MR PRATT (continuing):

This motion is fundamentally flawed. The proposal is fundamentally flawed. The fundamental call here is for all ACT workers to be given some sort of portability from day one of their first job. Fundamentally, all employers would be obliged to pay a levy into a government long service leave fund for each employee brought on.

I fail to see how the definition of long service leave applies here. Indeed, if Ms MacDonald were to have her way, the term would be an oxymoron. How do we have long service leave if employees do not give long service? Is this yet another example of the brave new socialist world where all is illogical and unfair? Why is it necessary to disadvantage long-serving, loyal workers who remain with an employer for many years? Why have long service leave as an incentive to encourage loyalty and consistency in business if everybody is entitled to be paid long service leave?

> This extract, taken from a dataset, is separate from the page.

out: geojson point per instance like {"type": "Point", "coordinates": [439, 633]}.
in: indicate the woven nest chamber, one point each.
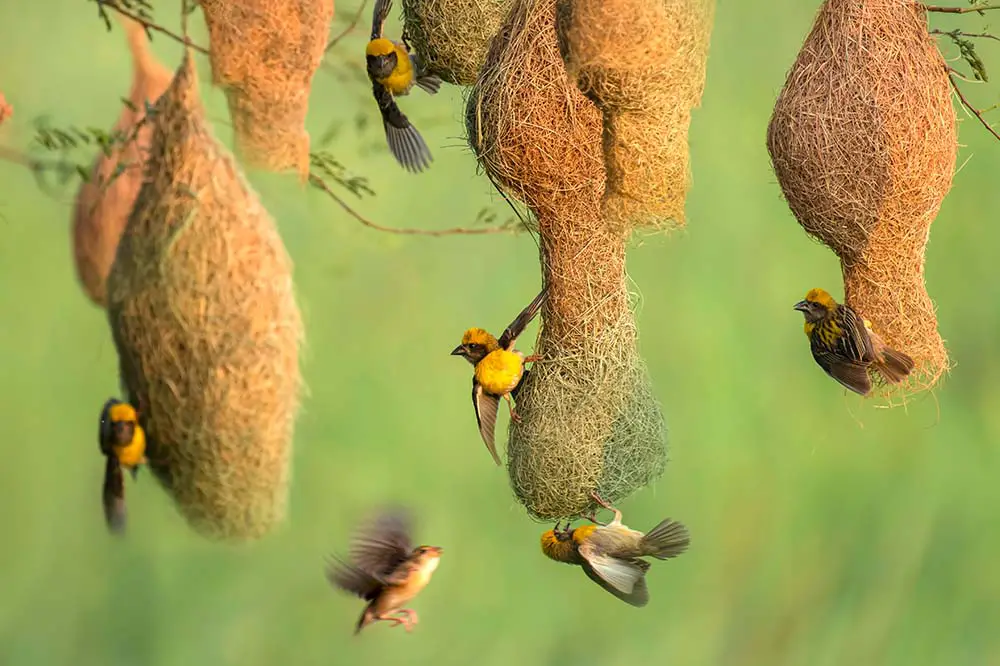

If we are no longer going to have long service leave because everybody is allowed portability for every five minutes of the working day, why are we going to impose this tax on business? In effect, this proposal means that government will be collecting yet another tax from business for what essentially is going to turn out to be a non-event.

Ms MacDonald talks about disparities between different industries. It is not clear exactly what she means there, but if this is supposed to draw a line of demarcation between the construction and cleaning industries and the rest, if that is what Ms MacDonald means, then surely the so-called disparity does not exist. I stress my earlier comment about the special conditions applying to those two industries which cannot apply to others. If it is claimed, however, that there is an inconsistency in the entitlements between industries with like working conditions, then that may justify examination. I look forward to further clarification on this issue.

Indeed, it must be pointed out that the ACT has the second most generous long service leave scheme in the country, only after New South Wales, so why do we need to tinker with it? There are differences between the ACT and New South Wales; so what? She points out in her motion that there are differences. Of course there are differences: two different jurisdictions, two different lots of conditions. The resource bases within the ACT and New South Wales in terms of what business can produce are entirely different.

Another very important issue is that the New South Wales business community may be better placed to absorb such impositions. It cannot be automatically assumed that the ACT business community can be forced to conform with New South Wales imposed benchmarks. The vast majority of ACT workers are covered under a federal award which, of course, must take precedence. Again, to suggest that ACT business, in terms of the costs it must incur to fund long service leave, should be forced to conform with federal benchmarks and the level of resources available to the federal government for funding federal awards is an absurdity and grossly unfair. I hope that that is not what is being proposed here.

Let's talk about the impost on business. Business is being hit everywhere with levies. In the ACT, we look upon our business sector to take the territory forward, to create the conditions to develop new opportunities, to create new jobs. This is not the time to be talking about imposing new taxes to impede business in its ability to move forward, but that is what is being proposed here. Why make business in the ACT more uncompetitive? Why impede growth? This is a near-sighted government initiative.